Exoneration through DNA testing has irreversibly altered perceptions about the criminal justice system. Yet, as Barry Sheck says in his recent blog, “Unfortunately, DNA testing is not a panacea for the inadequacies of the criminal justice system because only 5% of serious felony cases have any biological evidence where DNA testing could be used to solve the crime. The other 95% of prosecution turn on much less reliable evidence.” He cites the case of Troy Davies, where no DNA evidence was available but substantial evidence came to light subsequent to his trial indicating innocence. He was executed by the State of Georgia last year.

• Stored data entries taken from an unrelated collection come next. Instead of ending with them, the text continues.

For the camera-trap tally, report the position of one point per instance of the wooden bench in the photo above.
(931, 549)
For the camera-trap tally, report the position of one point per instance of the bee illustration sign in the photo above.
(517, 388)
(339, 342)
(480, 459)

These are narratives of fallibility and innocence.
The Indian experience is replete with these problems – eyewitness misidentification, flawed forensics, police and prosecutorial pursuing of conviction and not justice, false witnesses, dearth of defence lawyers for the indigent, false confessions and miscarriages of justice. The breakdown of the criminal justice system is common knowledge, yet wrongful convictions have not detained us. Instead, it is a preoccupation with better conviction rates that drives policymaking, as the Malimath Committee report illustrates.
The American, and British, acknowle
dgment of the injustices that the system has wrought, including execution of the innocent, holds lessons that only deep cynicism and a profound disrespect for life and justice will allow us to ignore.
Usha Ramanathan is an independent researcher in law based in New Delhi.